Access to the Registered Tier requires data-use agreements between the researcher’s organization and the All of Us Research Program. Protection of participants’ identity and privacy are key issues, so date-of-birth and other potentially identifying information is obfuscated in this tier. The only organizations that currently have access to the data in this tier are not-for-profit or healthcare-related institutions. The genomic data resides in the Controlled Tier along with more complete demographic information.
There are a few educational modules that researchers need to pass to get access to Controlled Tier data. These modules are designed to provide guidance to the research community for data privacy and security. We want to catalyze a positive researcher experience to use our data. We are being proactive with training programs and workshops to walk researchers through how to get on to the Researcher Workbench and what is needed to start analyzing the data.
Are there lessons other researchers can learn from All of Us?

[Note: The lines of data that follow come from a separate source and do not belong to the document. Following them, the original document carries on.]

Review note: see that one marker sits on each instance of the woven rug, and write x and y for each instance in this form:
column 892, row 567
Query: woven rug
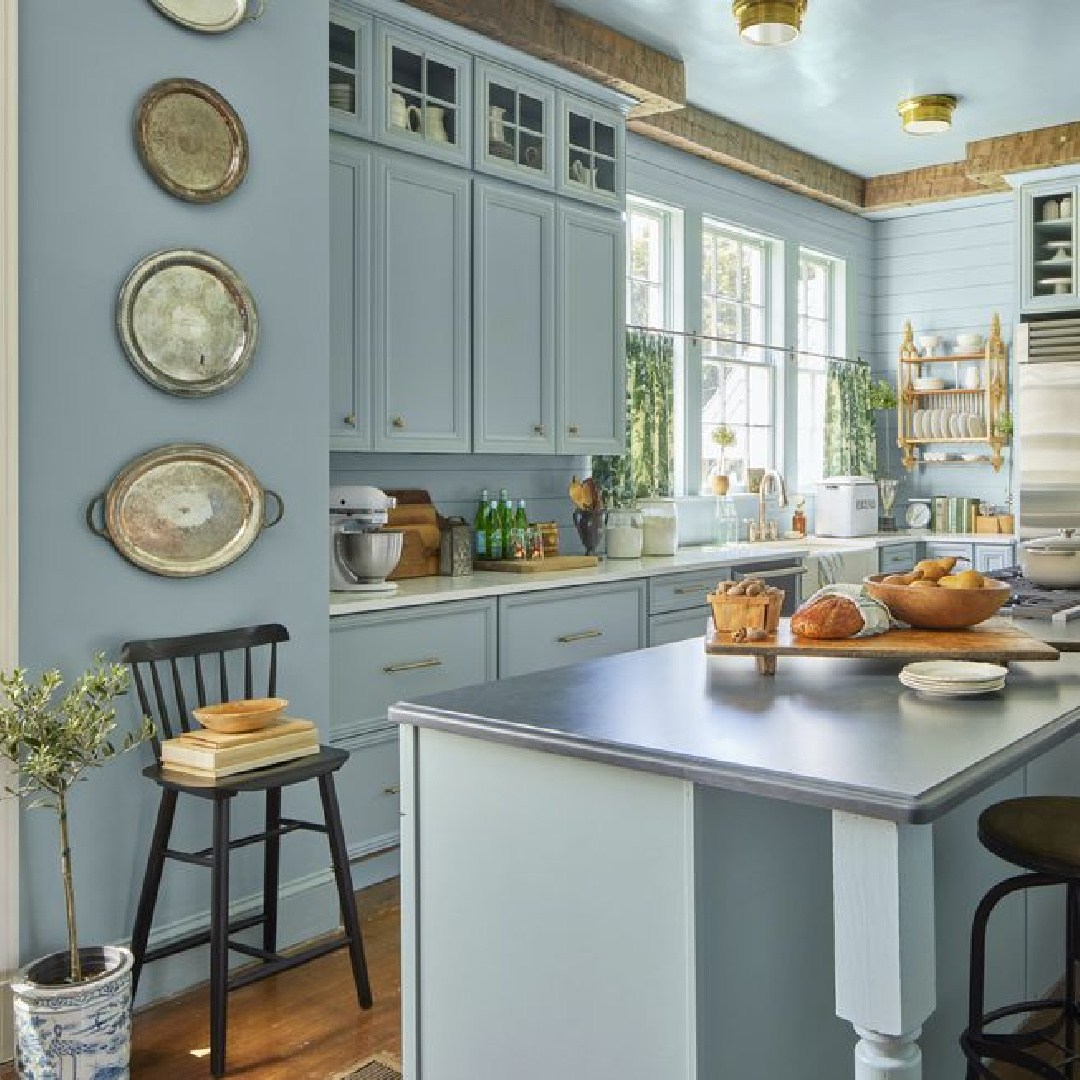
column 379, row 1067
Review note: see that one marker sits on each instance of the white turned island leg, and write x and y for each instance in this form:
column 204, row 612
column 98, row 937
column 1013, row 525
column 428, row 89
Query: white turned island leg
column 883, row 919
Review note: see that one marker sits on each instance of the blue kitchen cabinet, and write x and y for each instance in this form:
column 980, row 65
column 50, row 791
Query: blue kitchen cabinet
column 350, row 297
column 590, row 331
column 513, row 320
column 421, row 289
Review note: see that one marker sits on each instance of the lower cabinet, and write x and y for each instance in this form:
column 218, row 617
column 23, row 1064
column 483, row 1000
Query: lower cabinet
column 539, row 631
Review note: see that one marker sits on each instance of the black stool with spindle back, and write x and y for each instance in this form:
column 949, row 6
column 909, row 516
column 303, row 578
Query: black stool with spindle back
column 164, row 660
column 1041, row 835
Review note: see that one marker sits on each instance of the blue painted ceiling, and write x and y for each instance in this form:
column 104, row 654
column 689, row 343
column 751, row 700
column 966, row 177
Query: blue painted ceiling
column 834, row 92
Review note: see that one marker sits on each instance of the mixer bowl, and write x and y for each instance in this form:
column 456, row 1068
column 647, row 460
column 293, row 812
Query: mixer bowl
column 368, row 556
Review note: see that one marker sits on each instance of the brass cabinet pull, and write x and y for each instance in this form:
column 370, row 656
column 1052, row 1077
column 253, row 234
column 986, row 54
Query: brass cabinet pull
column 413, row 665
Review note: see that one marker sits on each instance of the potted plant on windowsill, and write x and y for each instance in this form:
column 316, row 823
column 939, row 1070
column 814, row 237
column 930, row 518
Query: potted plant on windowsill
column 72, row 1009
column 725, row 439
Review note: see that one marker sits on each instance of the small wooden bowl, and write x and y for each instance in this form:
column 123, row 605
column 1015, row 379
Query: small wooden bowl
column 235, row 717
column 939, row 608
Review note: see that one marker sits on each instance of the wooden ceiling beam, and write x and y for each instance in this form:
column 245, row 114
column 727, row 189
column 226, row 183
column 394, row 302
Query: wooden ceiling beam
column 728, row 144
column 540, row 28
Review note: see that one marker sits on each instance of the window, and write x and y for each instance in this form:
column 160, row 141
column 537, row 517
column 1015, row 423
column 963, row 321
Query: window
column 737, row 379
column 819, row 315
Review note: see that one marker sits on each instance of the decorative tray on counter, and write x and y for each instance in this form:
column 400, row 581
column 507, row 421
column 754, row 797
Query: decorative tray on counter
column 993, row 640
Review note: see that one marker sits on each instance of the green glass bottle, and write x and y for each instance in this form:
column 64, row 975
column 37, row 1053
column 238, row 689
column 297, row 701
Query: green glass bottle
column 480, row 527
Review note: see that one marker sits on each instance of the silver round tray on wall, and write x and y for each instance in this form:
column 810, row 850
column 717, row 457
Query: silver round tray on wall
column 184, row 510
column 191, row 140
column 211, row 16
column 187, row 322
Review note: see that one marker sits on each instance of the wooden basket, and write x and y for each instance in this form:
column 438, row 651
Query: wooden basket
column 746, row 612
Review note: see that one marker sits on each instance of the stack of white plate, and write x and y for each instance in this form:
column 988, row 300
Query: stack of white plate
column 954, row 678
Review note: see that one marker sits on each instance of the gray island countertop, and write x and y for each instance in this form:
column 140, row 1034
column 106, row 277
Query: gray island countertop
column 838, row 733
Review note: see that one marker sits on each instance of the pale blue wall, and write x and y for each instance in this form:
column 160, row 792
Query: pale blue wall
column 947, row 268
column 89, row 213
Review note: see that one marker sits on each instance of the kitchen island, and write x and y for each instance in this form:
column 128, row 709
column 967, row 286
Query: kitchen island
column 663, row 864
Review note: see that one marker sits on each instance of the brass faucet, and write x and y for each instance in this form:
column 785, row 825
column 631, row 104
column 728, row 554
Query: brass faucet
column 770, row 478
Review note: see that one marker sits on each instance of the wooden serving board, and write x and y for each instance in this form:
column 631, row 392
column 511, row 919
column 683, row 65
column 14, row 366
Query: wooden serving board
column 994, row 640
column 544, row 565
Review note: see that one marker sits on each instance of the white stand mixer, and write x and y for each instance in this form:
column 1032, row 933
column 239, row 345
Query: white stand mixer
column 363, row 551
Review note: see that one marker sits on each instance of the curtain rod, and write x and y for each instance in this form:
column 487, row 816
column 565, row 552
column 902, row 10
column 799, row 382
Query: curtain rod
column 751, row 345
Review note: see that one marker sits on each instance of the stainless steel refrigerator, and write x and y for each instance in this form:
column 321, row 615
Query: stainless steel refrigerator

Programs aspiring to create diverse representation in their own databases should be open to conversations with us. All our tools are in the public domain. All of Us can help other programs, large and small, learn from some of our successes as well as our mistakes and use the processes we have optimized. The All of Us Research Program is also involved with the International HundredK+ Cohorts Consortium (IHCC), which aims to create a global platform for translational research. IHCC can be a resource to learn how these large-scale efforts have worked in low-and middle-income countries and could inform outreach to parts of the U.S. as well. Finally, we invite all researchers to join us, come to the All of Us Research Hub, ask and answer your questions using our data, and help us all to advance precision medicine.